Personnel […] and relevant interested parties shall receive appropriate information security awareness, education and training […] as relevant for their job function.

They’re adults, they’ll understand. Be vulnerable, it’s alright.

# Tell a story of a relevant security incident

I’ll say it again, people care about other people’s stories of success and failure. They don’t care about the abstract concept of “security”.

So tell them a riveting story about how people and organisations were affected by a cyberattack. I like to tell Uber’s 2022 breach, and MGM’s 2023 breach stories. I very briefly go over the technical details, and focus on the human element.

While these incidents can be very interesting, press stories about giant far away corporations can feel alien to people. Nothing will be as eye opening as a security incident your own company has encountered. Be transparent, share the story, the impact and the learnings. They will ask many more questions about your shared story, than about what happened to a random mega corp.

# Ask for their stories

While you may know more about security than most people in that room, you’re likely not the most interesting person there. Engage your crowd! Pick a moment in your presentation to pause, and ask for your coworkers’ own security stories, personal or professional. A dialogue is always more enjoyable than a monologue.

# Engage them with games

Remember that your goal is raising awareness, in other words, getting them to think about security. So do just that: make them think about security!
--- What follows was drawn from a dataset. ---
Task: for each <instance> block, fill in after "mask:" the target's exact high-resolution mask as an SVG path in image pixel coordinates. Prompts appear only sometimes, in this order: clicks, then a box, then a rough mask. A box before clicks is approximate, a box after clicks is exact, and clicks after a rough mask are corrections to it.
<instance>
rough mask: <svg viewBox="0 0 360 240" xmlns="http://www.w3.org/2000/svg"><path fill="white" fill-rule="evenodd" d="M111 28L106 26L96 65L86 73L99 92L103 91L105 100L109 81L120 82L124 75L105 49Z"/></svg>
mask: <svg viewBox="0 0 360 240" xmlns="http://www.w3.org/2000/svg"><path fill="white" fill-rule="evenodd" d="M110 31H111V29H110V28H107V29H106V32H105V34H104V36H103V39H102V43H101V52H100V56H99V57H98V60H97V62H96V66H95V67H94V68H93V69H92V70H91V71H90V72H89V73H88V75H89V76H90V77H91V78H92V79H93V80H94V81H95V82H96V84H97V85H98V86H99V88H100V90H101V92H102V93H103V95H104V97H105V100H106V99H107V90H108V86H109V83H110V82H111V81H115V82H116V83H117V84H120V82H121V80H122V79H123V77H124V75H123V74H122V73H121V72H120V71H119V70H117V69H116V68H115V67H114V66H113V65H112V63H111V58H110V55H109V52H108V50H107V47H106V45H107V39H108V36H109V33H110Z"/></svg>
One of my favourite games I try to play during training sessions is the “let me guess your password” game. I ask 10 yes or no questions; each person counts the total number of “yes” answers they had. The lower the score, the better! People can then compare their answers and get a sense of how an attacker would design a dictionary attack. If you told them that Yellow-2013 is a bad password, after this game, they’ll understand why!

# Make the lecture part as short as possible

You will inevitably have some tips to provide. That’s to be expected from a security training.

Try to associate each recommendation to a story you told during the session, so they can see the reasoning behind it. But, please, I beg you, keep it short. Don’t bore people with too many details.

# Keep it fresh

These trainings are supposed to be recurring. Some of your attendees will have already had this same session 6 or 12 months ago. Do take the time to update your presentation with new stories, different takes or new focus topics.

People don’t want to watch the same show twice. Yes, you are putting on a show.

# Ask for their feedback

You work in security. You’re in it, all day, every day. Your opinion does not matter here. Theirs does.

Ask for feedback so you can learn how to improve. Anonymous questionnaires work best so they can let it all out.

# It doesn’t have to be a pain

When all security measures fail, your coworkers will be the last line standing between your org and an incident. Raising awareness is important work. You have to get it right.

However, not all of us are equipped to handle speaking engagements like this. That’s okay. Find someone on your team who is, then prepare them for this; you will reap the rewards. I know I have.